Does this reflect a deeper problem?

Does anxiety at bedtime indicate some deep-seated insecurity? Does the fear mean there is some deeper psychological problem? Sometimes bedtime fears can be part of a bigger problem with anxiety that might need professional attention, but usually, the answer is no. Every child is afraid to sleep alone sometimes. Most kids who develop chronic anxious sleep patterns do so because a habit starts and gets perpetuated. Stress at school, arguments at home, worry about failure, a frightening movie–all these can contribute to an anxious night and increased dependency on parents.

For other children, bedtime anxiety is just one part of broader challenges with anxiety or difficulty self-regulating emotional reactions. The child might have separation anxiety, a tendency to worry a lot, fears about illness, a lot of temper outbursts, or difficulty managing transitions. Or the child might have ADHD or a learning disability. But that does NOT mean that the sleep problem cannot get better until all those other problems improve. Fixing the sleep problem can give everyone the energy and confidence to work on the other problems.

Your job is to provide the right kind and the right amount of reassurance. By developing his capacity to soothe himself, your child masters his fears. This mastery and independence will generalize to other aspects of your child’s life, adding to his sense of confidence and strength in whatever he undertakes. Kids who can comfort themselves are more self-reliant, more capable, and more self-confident.

So why do parents allow their kids to sleep with them?

Some examples of what parents say:

  • I want my child to feel secure. I just can’t stand the thought of my child being alone and feeling so scared. I’m afraid that if I push my child to sleep alone when he’s not ready, it will really hurt him psychologically. After all, sleeping together is natural, isn’t it? Maybe he’s just not ready.
  • I want my child to sleep alone but I don’t know what more I can do. She has always been a poor sleeper. My child puts up such a fuss! I’ve tried being reassuring and reasonable and firm but she gets so upset and so persistent. I get impatient and that gets us nowhere. I just end up giving in. We’ve created a monster!
  • It just seems like the only way anybody can get any sleep.

In most cases, this problem develops because parents do not have confidence in their child’s ability to self-soothe, worry that the fear is too much for the child to handle, are not effective in calming the child, and do not effectively set limits.

How do we solve the problem? The Goodnight Worry Program.

If you follow the Goodnight Worry Program, your child will learn to sleep alone, relying partly on comfort from you and partly on self-soothing.

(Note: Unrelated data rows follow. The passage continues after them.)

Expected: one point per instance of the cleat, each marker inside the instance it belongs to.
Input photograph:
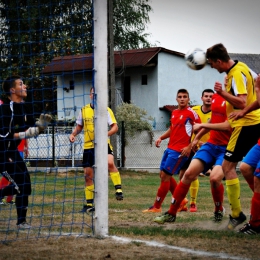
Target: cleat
(119, 195)
(166, 217)
(218, 215)
(24, 225)
(193, 207)
(152, 209)
(4, 202)
(184, 208)
(233, 222)
(87, 209)
(183, 205)
(249, 230)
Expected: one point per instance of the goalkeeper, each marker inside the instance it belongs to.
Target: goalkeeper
(17, 123)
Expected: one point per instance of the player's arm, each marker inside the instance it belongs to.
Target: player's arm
(238, 101)
(26, 148)
(225, 126)
(165, 135)
(41, 125)
(113, 129)
(239, 114)
(75, 132)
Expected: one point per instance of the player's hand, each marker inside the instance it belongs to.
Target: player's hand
(72, 138)
(218, 87)
(185, 152)
(194, 145)
(197, 127)
(236, 115)
(158, 142)
(43, 121)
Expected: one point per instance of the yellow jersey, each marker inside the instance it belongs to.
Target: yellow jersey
(86, 119)
(240, 80)
(204, 117)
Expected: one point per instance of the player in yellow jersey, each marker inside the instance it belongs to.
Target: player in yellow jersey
(239, 92)
(85, 122)
(204, 112)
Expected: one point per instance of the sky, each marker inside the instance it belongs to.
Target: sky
(181, 25)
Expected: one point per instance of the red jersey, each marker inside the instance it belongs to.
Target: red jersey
(20, 147)
(218, 115)
(181, 128)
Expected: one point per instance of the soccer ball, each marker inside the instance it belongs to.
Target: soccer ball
(196, 59)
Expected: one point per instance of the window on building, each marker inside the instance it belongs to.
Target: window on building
(144, 79)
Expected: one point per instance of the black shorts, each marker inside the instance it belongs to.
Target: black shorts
(89, 156)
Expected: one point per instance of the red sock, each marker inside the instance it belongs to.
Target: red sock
(250, 182)
(161, 194)
(255, 210)
(178, 196)
(173, 185)
(218, 196)
(3, 182)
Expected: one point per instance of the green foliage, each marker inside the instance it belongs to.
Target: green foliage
(135, 119)
(130, 20)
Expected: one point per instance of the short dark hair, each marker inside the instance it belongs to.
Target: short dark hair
(207, 90)
(183, 90)
(218, 52)
(9, 83)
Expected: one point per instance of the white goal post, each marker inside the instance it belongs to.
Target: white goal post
(101, 90)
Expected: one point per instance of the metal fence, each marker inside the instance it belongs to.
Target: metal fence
(53, 149)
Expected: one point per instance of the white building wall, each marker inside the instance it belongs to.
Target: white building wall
(69, 103)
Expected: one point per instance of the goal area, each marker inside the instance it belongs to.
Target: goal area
(59, 48)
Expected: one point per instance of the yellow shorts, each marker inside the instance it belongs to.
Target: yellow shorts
(243, 138)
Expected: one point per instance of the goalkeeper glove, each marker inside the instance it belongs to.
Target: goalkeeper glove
(43, 121)
(29, 133)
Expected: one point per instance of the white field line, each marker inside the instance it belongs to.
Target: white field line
(152, 244)
(181, 249)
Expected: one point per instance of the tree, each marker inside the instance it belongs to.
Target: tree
(130, 20)
(135, 119)
(34, 32)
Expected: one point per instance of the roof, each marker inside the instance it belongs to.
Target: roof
(169, 108)
(129, 58)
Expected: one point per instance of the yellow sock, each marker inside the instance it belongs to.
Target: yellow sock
(89, 194)
(116, 179)
(233, 192)
(194, 187)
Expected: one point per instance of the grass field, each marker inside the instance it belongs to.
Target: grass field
(57, 198)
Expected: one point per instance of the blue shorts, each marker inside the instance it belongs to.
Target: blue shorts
(211, 155)
(171, 162)
(252, 158)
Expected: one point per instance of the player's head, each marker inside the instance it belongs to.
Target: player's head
(14, 85)
(182, 98)
(206, 96)
(91, 93)
(217, 56)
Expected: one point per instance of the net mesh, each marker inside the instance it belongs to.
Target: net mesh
(33, 34)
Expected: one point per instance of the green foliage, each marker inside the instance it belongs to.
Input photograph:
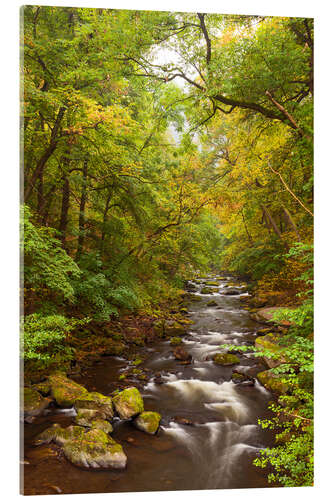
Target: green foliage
(258, 260)
(46, 264)
(292, 457)
(43, 339)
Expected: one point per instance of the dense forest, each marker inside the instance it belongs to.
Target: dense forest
(159, 147)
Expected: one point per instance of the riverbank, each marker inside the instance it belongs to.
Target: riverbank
(208, 414)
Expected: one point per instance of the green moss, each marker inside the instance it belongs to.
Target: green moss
(176, 341)
(43, 388)
(212, 303)
(226, 359)
(272, 382)
(128, 403)
(102, 425)
(64, 390)
(148, 421)
(95, 401)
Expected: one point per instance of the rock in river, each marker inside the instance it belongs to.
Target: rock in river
(33, 404)
(128, 403)
(226, 359)
(92, 449)
(95, 401)
(64, 390)
(182, 355)
(148, 421)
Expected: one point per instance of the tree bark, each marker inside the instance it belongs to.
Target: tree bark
(46, 155)
(82, 216)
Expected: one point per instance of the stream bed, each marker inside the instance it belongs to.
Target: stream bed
(215, 451)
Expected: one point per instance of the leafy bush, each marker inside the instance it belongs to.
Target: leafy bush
(98, 294)
(292, 457)
(43, 339)
(46, 264)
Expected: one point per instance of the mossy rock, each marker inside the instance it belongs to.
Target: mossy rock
(139, 341)
(43, 388)
(33, 403)
(272, 382)
(114, 348)
(92, 449)
(174, 329)
(148, 421)
(85, 416)
(226, 359)
(269, 342)
(195, 298)
(64, 390)
(263, 331)
(95, 401)
(176, 341)
(212, 303)
(128, 403)
(95, 449)
(101, 424)
(185, 321)
(59, 435)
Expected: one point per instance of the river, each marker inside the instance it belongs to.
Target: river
(216, 451)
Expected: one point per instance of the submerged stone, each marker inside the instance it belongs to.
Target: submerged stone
(92, 449)
(64, 390)
(95, 401)
(148, 421)
(176, 341)
(128, 403)
(272, 382)
(226, 359)
(33, 403)
(212, 303)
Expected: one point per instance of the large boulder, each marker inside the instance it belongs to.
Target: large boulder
(176, 341)
(231, 291)
(85, 416)
(208, 290)
(33, 404)
(101, 424)
(64, 390)
(148, 421)
(95, 449)
(59, 435)
(212, 303)
(92, 449)
(128, 403)
(95, 401)
(226, 359)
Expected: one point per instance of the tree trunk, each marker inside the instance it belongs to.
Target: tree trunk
(64, 210)
(291, 222)
(272, 223)
(82, 216)
(46, 155)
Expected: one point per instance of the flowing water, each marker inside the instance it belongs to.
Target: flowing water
(216, 451)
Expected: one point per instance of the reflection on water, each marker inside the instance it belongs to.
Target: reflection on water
(216, 451)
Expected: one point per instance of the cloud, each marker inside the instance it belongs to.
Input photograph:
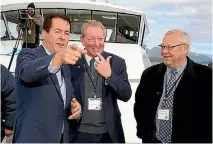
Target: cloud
(191, 16)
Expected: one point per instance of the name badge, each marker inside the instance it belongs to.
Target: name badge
(94, 104)
(29, 31)
(163, 114)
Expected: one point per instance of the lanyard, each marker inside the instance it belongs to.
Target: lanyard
(90, 76)
(175, 83)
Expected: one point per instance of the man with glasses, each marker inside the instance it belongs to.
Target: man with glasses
(31, 28)
(173, 102)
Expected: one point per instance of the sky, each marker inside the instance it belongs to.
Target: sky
(191, 16)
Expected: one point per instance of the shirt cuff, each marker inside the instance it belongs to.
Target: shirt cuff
(53, 69)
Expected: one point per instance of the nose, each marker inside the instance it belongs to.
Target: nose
(62, 36)
(164, 50)
(96, 42)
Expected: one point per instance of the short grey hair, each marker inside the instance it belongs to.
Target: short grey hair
(185, 39)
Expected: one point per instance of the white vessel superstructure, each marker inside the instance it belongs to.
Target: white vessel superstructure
(126, 31)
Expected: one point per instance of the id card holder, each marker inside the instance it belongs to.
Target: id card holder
(29, 31)
(163, 114)
(94, 104)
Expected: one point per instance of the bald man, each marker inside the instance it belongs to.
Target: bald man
(173, 102)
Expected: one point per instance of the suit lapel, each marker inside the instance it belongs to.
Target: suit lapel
(53, 77)
(65, 73)
(81, 70)
(105, 55)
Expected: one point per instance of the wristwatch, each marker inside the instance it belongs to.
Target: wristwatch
(108, 78)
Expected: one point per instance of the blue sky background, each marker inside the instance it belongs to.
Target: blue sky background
(191, 16)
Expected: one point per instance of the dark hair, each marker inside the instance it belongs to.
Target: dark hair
(47, 24)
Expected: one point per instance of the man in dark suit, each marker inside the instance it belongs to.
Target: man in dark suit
(45, 96)
(8, 102)
(173, 102)
(99, 80)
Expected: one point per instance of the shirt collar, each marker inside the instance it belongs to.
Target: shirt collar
(179, 69)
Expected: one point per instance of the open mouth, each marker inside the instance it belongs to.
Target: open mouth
(60, 44)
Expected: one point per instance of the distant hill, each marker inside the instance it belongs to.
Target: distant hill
(154, 55)
(208, 55)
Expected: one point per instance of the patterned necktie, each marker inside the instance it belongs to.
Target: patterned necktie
(165, 126)
(92, 67)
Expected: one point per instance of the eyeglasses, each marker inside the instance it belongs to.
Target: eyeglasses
(168, 46)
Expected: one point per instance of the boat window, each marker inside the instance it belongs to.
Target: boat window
(49, 11)
(127, 28)
(11, 20)
(4, 33)
(109, 21)
(145, 38)
(78, 18)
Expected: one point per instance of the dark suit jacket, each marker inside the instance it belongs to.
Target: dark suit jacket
(40, 107)
(118, 88)
(192, 111)
(8, 100)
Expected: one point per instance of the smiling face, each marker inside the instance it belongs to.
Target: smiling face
(93, 39)
(58, 36)
(173, 52)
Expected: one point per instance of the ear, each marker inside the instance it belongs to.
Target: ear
(82, 40)
(44, 34)
(185, 48)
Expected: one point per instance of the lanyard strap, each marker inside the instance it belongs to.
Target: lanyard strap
(175, 83)
(90, 75)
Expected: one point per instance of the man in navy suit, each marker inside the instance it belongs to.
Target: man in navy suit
(173, 102)
(45, 99)
(8, 102)
(99, 79)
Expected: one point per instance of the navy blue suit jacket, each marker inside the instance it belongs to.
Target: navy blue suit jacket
(40, 107)
(118, 88)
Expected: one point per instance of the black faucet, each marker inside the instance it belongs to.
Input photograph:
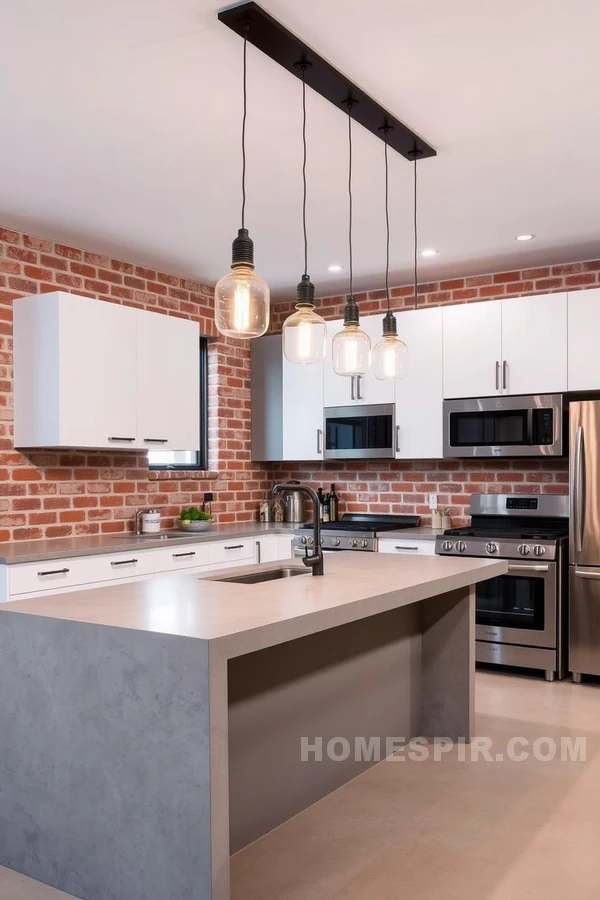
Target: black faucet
(315, 560)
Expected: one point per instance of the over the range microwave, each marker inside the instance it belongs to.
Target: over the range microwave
(360, 432)
(532, 425)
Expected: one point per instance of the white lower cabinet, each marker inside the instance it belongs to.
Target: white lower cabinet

The core of the program is getting your child to fall asleep without a parent present. You can be nearby, but your child must be alone when making the crucial transition into sleep. You will no longer be the signal that tells the child that now it is safe to sleep, so your child will stop needing you there to make that transition. Once your child gets started falling asleep without you, it will become a habit through simple repetition.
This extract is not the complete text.